I assume this is related to your other question on extensible hashing.

First define some mnemonics for your bits:

const int FIRST_BIT = 0x1;
const int SECOND_BIT = 0x2;
const int THIRD_BIT = 0x4;

Then you have your number you want to convert to a bit string:

int x = someValue;

You can check if a bit is set by using the logical & operator.

if(x & FIRST_BIT)
{
    // The first bit is set.
}

And you can keep an std::string and you add 1 to that string if a bit is set, and you add 0 if the bit is not set.

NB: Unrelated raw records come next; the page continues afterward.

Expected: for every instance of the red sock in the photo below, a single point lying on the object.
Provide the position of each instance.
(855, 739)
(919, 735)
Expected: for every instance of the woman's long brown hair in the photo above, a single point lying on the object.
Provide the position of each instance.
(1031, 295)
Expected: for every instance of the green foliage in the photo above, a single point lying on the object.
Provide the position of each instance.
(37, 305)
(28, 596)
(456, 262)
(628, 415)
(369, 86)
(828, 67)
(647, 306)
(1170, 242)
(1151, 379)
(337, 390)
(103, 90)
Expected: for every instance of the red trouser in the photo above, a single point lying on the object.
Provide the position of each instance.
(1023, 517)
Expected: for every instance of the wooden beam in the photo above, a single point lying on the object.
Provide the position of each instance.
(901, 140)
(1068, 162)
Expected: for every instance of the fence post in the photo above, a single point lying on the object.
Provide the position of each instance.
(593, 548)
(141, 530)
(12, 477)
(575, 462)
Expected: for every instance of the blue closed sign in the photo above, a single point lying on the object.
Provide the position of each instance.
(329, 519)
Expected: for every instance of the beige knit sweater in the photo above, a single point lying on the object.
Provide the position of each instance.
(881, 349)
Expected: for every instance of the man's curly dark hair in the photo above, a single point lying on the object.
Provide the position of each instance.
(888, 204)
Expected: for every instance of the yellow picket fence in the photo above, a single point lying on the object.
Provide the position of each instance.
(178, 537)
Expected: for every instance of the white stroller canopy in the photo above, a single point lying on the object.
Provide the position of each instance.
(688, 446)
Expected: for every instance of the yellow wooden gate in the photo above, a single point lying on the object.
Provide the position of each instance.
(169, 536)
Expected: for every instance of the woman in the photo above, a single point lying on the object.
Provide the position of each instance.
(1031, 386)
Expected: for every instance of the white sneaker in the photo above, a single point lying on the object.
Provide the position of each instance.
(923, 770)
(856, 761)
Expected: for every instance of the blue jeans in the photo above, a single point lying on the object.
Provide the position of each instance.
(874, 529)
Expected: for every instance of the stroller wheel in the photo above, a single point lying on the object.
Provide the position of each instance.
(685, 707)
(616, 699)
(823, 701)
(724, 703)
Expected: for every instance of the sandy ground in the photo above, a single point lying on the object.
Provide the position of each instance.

Depending on what order you want the string in you can start with the last bit and move to the first or just first to last.

You can refactor this into a loop and using it for arbitrarily sized numbers by calculating the mnemonic bits above using current_bit_value<<=1 after each iteration.

Try this:

#include <bitset>
#include <iostream>
int main()
{
    std::bitset<32>      x(23456);
    std::cout << x << "\n";


    // If you don't want a variable just create a temporary.
    std::cout << std::bitset<32>(23456) << "\n";
}

There's a small header only library you can use for this here.

Example:

std::cout << ConvertInteger<Uint32>::ToBinaryString(21);
// Displays  "10101"

auto x = ConvertInteger<Int8>::ToBinaryString(21, true);
std::cout << x << "\n"; // displays "00010101"

auto x = ConvertInteger<Uint8>::ToBinaryString(21, true, "0b");
std::cout << x << "\n"; // displays "0b00010101"

There isn't a direct function, you can just walk along the bits of the int (hint see >> ) and insert a '1' or '0' in the string.
Sounds like a standard interview / homework type question

http://snippets.dzone.com/posts/show/4716 or http://www.phanderson.com/printer/bin_disp.html are two good examples.

The basic principle of a simple approach:

• Loop until the # is 0
• & (bitwise and) the # with 1. Print the result (1 or 0) to the end of string buffer.
• Shift the # by 1 bit using >>=.
• Repeat loop
• Print reversed string buffer

To avoid reversing the string or needing to limit yourself to #s fitting the buffer string length, you can:

• Compute ceiling(log2(N)) - say L
• Compute mask = 2^L
• Loop until mask == 0:
  • & (bitwise and) the mask with the #. Print the result (1 or 0).
  • number &= (mask-1)
  • mask >>= 1 (divide by 2)

Use sprintf function to store the formatted output in the string variable, instead of printf for directly printing. Note, however, that these functions only work with C strings, and not C++ strings.